- Official name: Upper Trishuli 3A Hydropower Project
- Country: Nepal
- Location: Rasuwa District
- Coordinates: 28°1′21″N 85°12′38″E﻿ / ﻿28.02250°N 85.21056°E
- Purpose: Power
- Status: Non-operational
- Owner: Mai Valley Hydropower P Ltd.

Dam and spillways
- Type of dam: Gravity
- Impounds: Trisuli River

Power Station
- Operator: NEA
- Commission date: 30 August 2019
- Type: Run-of-the-river
- Installed capacity: 60 MW

= Upper Trishuli 3A Hydropower Station =

Hydropower station in Rasuwa District, Nepal

Upper Trishuli 3A Hydropower Station (Nepali: माथिल्लो त्रिशुली ३a जलविद्युत आयोजना) is a run-of-river hydroelectric plant located in Rasuwa District of Nepal. The flow from the Trishuli River was used to generate 60 MW of electricity, but the plant has since been severely impacted by the 2026 Nepal floods.

==Background==
The plant is owned and developed by Nepal Electricity Authority (NEA). The plant started generating electricity on 30 August 2019. The generation licence expires on 2102-11-14 BS.

The power station is connected to the national grid.

The total project cost was US$125.775 million. The project was funded by the Government of Nepal through NEA and a loan provided by China Exim Bank.

==2026 floods==
On 26 August 2026, the station was severely damaged and possibly destroyed beyond repair by an enormous flash flood and mudslide that made its way down from the Chinese-Nepalese border.
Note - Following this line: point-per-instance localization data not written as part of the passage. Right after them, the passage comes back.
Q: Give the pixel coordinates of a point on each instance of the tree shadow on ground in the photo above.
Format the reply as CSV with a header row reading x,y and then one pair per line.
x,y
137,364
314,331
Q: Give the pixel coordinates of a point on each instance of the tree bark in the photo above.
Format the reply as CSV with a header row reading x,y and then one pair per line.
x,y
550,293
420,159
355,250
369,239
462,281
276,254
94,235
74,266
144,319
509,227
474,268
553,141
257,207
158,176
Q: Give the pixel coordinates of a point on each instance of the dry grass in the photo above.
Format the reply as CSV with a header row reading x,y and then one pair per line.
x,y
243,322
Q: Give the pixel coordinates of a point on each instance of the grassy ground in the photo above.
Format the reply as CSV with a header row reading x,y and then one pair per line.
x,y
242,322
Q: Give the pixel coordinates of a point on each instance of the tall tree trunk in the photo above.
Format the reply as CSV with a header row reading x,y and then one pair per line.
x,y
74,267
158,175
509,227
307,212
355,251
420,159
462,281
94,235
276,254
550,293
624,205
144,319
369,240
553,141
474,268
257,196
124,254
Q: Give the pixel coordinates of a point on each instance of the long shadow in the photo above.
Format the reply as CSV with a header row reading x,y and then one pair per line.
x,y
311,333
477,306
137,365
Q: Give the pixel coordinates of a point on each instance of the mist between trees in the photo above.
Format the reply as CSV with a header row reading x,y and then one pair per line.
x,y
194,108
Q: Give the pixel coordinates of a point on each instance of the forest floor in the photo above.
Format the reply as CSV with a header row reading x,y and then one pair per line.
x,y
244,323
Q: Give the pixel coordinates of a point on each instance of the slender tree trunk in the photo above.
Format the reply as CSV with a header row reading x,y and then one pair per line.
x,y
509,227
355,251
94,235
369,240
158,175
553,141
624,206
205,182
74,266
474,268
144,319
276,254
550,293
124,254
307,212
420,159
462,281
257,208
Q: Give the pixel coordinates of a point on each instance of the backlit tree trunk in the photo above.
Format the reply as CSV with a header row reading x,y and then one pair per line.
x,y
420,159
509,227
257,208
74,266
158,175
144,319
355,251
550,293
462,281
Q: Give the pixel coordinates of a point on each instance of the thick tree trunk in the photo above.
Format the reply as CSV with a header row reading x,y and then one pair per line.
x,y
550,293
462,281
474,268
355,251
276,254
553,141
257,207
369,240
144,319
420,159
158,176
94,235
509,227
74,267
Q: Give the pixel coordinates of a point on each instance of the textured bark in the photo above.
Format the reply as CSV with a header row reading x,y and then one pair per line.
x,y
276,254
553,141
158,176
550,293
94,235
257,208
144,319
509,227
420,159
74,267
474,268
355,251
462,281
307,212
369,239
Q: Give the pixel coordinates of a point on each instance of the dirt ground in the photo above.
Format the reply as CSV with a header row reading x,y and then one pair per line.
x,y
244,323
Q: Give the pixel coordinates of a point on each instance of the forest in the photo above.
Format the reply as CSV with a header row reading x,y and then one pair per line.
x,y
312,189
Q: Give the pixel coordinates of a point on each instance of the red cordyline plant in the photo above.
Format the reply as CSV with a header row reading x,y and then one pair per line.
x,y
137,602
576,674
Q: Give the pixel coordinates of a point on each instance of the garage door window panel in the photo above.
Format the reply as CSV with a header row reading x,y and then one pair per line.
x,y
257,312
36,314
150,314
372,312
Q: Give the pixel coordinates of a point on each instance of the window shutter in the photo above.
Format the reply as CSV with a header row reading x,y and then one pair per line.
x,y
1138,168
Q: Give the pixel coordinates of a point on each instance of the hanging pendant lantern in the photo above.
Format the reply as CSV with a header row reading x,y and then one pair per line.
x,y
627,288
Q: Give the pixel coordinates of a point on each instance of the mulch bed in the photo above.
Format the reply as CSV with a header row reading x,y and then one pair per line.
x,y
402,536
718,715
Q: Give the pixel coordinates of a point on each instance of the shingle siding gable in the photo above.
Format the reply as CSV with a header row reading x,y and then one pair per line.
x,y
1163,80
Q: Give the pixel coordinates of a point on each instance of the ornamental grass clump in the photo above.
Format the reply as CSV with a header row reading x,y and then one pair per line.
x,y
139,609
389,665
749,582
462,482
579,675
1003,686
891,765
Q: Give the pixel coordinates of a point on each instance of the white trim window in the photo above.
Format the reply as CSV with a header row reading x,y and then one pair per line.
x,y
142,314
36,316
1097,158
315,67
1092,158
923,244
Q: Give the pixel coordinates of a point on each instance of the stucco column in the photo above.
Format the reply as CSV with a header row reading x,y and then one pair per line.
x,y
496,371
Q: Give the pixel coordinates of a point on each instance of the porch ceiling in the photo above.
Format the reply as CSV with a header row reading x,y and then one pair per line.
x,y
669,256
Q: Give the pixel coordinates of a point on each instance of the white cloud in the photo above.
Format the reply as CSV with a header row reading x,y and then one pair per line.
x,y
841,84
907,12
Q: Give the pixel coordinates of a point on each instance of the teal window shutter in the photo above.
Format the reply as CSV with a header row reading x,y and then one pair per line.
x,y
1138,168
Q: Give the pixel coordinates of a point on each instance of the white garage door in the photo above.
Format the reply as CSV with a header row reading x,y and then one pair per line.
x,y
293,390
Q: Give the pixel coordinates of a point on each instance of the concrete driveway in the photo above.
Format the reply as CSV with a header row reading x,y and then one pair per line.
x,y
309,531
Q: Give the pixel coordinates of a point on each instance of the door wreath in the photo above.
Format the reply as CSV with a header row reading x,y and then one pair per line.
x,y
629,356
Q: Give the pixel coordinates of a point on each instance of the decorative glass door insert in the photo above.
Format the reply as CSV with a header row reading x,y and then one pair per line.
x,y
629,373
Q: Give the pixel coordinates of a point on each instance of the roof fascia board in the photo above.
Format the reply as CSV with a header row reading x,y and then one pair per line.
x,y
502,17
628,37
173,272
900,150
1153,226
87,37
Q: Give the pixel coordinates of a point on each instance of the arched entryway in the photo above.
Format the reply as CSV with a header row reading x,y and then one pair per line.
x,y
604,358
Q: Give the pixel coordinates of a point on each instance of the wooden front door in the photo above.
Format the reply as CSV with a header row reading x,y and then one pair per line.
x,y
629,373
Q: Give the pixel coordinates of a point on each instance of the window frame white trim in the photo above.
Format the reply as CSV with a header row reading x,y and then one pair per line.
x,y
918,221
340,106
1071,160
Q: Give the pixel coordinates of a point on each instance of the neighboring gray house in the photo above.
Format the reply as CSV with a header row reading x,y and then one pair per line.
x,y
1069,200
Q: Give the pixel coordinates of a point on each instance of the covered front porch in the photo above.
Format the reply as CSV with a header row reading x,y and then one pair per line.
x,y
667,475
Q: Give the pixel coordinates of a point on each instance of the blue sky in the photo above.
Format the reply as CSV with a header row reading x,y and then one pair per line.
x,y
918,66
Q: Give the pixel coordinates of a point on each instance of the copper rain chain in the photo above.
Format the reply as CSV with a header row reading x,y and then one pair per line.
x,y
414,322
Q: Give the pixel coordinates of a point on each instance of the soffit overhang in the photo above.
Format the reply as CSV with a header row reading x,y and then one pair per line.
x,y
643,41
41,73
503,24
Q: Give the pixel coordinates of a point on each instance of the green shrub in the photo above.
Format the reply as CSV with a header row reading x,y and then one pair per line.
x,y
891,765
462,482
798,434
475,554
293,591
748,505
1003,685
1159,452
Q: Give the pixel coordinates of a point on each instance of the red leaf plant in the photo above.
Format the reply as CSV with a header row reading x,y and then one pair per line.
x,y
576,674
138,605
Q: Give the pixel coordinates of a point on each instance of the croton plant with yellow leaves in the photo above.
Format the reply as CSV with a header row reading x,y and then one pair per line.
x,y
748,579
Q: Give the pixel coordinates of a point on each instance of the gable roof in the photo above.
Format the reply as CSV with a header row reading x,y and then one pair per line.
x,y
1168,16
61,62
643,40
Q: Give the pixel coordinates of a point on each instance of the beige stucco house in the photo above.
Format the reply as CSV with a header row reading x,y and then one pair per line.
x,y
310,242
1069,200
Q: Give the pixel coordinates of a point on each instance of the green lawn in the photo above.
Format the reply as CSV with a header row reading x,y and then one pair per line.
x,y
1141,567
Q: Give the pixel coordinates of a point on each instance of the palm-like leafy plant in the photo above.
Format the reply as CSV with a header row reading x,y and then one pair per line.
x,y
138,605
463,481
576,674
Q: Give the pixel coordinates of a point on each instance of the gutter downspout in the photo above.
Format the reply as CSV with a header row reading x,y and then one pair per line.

As of 30 August, Nepalese emergency services are trying to locate and rescue hundreds of workers believed to have been trapped by the catastrophe in tunnels under the power plant.

Australian geologist, engineer, and tunnel rescue expert Arnold Dix, who was asked by Nepalese authorities to assist with rescue efforts at the power station, said on 2 September that 42 workers were reported missing from this plant. He believes that survival may be possible within the 33 m facility underneath the mountains, in a "Goldilocks zone" at the top of the underground building. Rescuers are attempting to drill vertically from outside, aiming to break through the reinforced concrete roof section. However, rescue efforts are hampered by weather and lack of access after roads had been washed away.

On 4 September 2026, nine days after the flood, two workers were rescued from within the tunnel system. As of 23 September, 39 people remain missing at the site.